Stanisław Gorszewski, chyba najbardziej nietuzinkowa postać tej książki, prowadząc swoje amatorskie śledztwo w myśl trzech składowych, czyli prawdopodobieństwa, motywu i możliwości, odkrywa przed czytelnikiem świat ludzkich namiętności i demonów. W tej książce nic nie jest bowiem takie, jakie się wydaje, a sama zagadka morderstwa z każdą stroną staje się coraz bardziej zagmatwana. Marek Żaromski serwuje tym samym czytelnikowi niedające się łatwo odkryć modus operandi sprawcy z plot twistem w finale. A ja właśnie o tym zwrocie akcji chciałabym chwilę porozmawiać z Panem Stanisławem i jego przyjacielem Teofilem w powieściowej bibliotece. To byłoby coś!
Komu tęskno do klasycznych fabuł kryminalnych, ten z pewnością nie zawiedzie się na książce Marka Żaromskiego, który serwuje to, co doskonale znamy i lubimy. "Cevenole. Zbrodnia w uzdrowisku" to bowiem wyrazista fabuła, obrazowe oddanie klimatu PRL-u, wiarygodne postacie i przede wszystkim pomysłowa intryga. A wszystko to skąpane w oparach kunsztownej muzyki wybrzmiewającej z kultowego gramofonu Bambino.
Przeczytane:2023-06-15, Ocena: 4, Przeczytałam, Wyzwanie - wybrana przez siebie liczba książek w 2023 roku, Insta challenge. Wyzwanie dla bookstagramerów 2023, Przeczytaj tyle, ile masz wzrostu – edycja 2023, 12 książek 2023, 26 książek 2023, 52 książki 2023,
Zbrodnia ze szczególnym okrucieństwem to zawsze duży cios dla społeczności, ponieważ oznacza to, że wśród swoich żyje wróg, osoba zdolna do popełnienia najgorszego czynu, która ukrywa się pod płaszczykiem dobra.

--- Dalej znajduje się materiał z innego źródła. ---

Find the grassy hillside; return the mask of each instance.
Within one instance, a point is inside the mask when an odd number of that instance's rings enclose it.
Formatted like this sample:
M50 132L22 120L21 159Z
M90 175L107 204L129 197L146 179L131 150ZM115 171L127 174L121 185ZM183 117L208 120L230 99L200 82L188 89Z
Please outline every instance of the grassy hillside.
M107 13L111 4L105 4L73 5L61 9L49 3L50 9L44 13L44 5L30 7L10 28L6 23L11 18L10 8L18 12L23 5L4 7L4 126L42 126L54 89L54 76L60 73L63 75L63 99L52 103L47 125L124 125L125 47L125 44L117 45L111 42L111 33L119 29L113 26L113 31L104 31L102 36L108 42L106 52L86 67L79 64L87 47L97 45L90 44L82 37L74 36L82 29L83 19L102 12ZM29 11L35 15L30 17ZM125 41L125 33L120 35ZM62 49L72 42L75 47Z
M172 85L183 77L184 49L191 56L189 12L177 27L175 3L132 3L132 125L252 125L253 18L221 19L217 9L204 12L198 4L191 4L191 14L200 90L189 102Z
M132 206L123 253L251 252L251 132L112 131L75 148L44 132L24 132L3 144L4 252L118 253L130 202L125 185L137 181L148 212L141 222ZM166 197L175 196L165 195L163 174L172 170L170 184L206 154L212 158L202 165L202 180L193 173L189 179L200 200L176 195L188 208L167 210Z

Kiedy w uzdrowisku ginie właścicielka Anna Małecka, podejrzanych jest kilku, goście, mieszkańcy domu oraz najbliżsi sąsiedzi, ale tak naprawdę nie ma żadnych dowodów na to, żeby aresztować kogokolwiek. Przyjaciel kobiety postanawia sam na własną rękę poszukać winnego, pomagając tym samym porucznikowi, który prowadzi śledztwo, a prywatnie jest jego krewnym.
Przyznam, że na początku nie mogłam wgryźć się w fabułę, niby szybko pojawił się trup i śledztwo, jednak nie miało to nic wspólnego ze współczesnymi kryminałami, pełnymi emocji i dreszczyku grozy. Stanisław Gorszewski prowadził swoje śledztwo, przeprowadzał bardzo dużo rozmów, z których mało co rozumiałam i byłam tak naprawdę ciekawa, dlaczego aż tak bardzo dąży do rozwiązania tej historii. Żeby zrozumieć całość, nie pomagało również to, że były to dawne czasy, małe możliwości przeprowadzenia wnikliwego śledztwa oraz to, że dla osób wyżej nie było ważne, kogo oskarżą, tylko ważne, żeby zamknąć śledztwo, co mnie osobiście bardzo oburza, ponieważ w ten sposób można skazać na karę niewinną osobę.
Książka nie skupiała się oczywiście tylko na śledztwie, było też trochę o życiu Kasi, czyli dziewczyny, która pomagała w uzdrowisku oraz jej siostry Cesi, sporo o Rafale, czyli synu denatki, który zbłądził trochę w życiu oraz też historia Stanisława Gorszewskiego dzięki temu było też trochę ciekawie. Tak do końca to nie porwał mnie ten kryminał, ale też nie mogę powiedzieć, że się przy nim nudziłam, zdecydowanie coś dla osób, które lubią historie o dawnych czasach.